Но она уже на ногах, пробирается к краю матов.
– Погоди…
Джек встает и идет за ней, споткнувшись разок, когда задевает босой ногой то ли корешок книги, то ли резиновую подошву перевернутого кроссовка, и догоняет Джилли посреди зала. Здесь тоже темно, так что лица ее не видно, только глаза блестят.
– Папа нас снова спать отправит.
– Для начала пусть поймает. А теперь заткнись, уходим отсюда.
– Эй, а ты про Белль не забыла?
– Не будь дураком. Мы же не наружу, в ураган. Из зала выходим.
Презрение хлещет, словно плетью, и он краснеет. Укол тем болезненнее, что темнота здесь не слишком густая и не может скрыть от Джилли его стыд. Да и нет такой темноты, что могла бы.

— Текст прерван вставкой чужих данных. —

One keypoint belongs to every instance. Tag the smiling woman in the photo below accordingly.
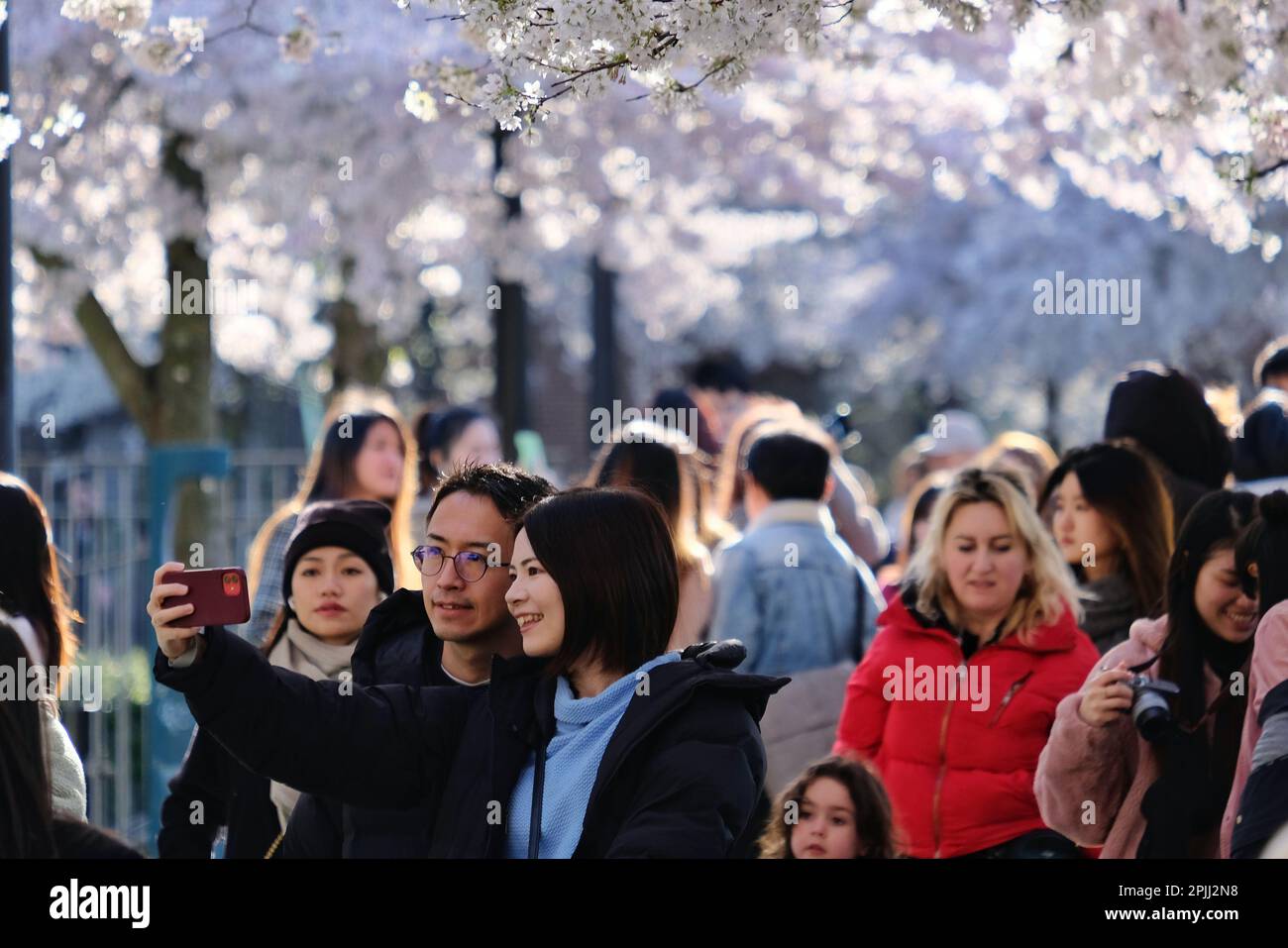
(595, 742)
(1099, 780)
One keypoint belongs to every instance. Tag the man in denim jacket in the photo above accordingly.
(790, 586)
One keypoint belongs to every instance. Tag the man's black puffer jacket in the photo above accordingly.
(681, 777)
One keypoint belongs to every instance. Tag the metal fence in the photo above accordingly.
(99, 515)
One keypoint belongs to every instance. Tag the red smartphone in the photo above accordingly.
(219, 595)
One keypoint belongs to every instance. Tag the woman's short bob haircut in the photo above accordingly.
(1048, 587)
(609, 552)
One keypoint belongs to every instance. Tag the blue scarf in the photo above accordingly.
(583, 729)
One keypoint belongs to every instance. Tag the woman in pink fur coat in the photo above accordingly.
(1099, 781)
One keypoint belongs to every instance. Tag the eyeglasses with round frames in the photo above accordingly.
(469, 566)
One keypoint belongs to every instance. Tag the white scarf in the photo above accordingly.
(303, 652)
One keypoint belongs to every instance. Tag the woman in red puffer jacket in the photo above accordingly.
(957, 694)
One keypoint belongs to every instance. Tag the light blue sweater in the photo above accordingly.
(583, 729)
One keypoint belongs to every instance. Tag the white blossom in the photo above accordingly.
(299, 44)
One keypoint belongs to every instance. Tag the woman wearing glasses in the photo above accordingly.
(592, 743)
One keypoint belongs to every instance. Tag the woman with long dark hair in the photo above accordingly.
(655, 460)
(30, 823)
(1166, 412)
(1103, 780)
(593, 742)
(364, 454)
(1257, 805)
(31, 583)
(35, 604)
(1112, 517)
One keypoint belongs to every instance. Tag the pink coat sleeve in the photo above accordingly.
(1269, 668)
(1083, 772)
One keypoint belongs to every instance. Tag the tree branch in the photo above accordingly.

– Что с тобой такое, Джилли? Ты меня весь вечер достаешь… – Вдруг до него доходит. – Это же из-за игры в скрэббл! Ты до сих пор на меня дуешься.
– С чего бы это?
– Ты считаешь, что мы из-за меня проиграли.
– Мы не проиграли, просто не закончили игру.
– Потому-то ты и переставила буквы! Будто бы папа не заметил!
– Я ничего не трогала.
– Ладно, Джилли, я сам видел.
– Ты видел, чтобы я переставляла буквы?
– Нет… но когда я подошел зажечь свечу, на доске было другое слово.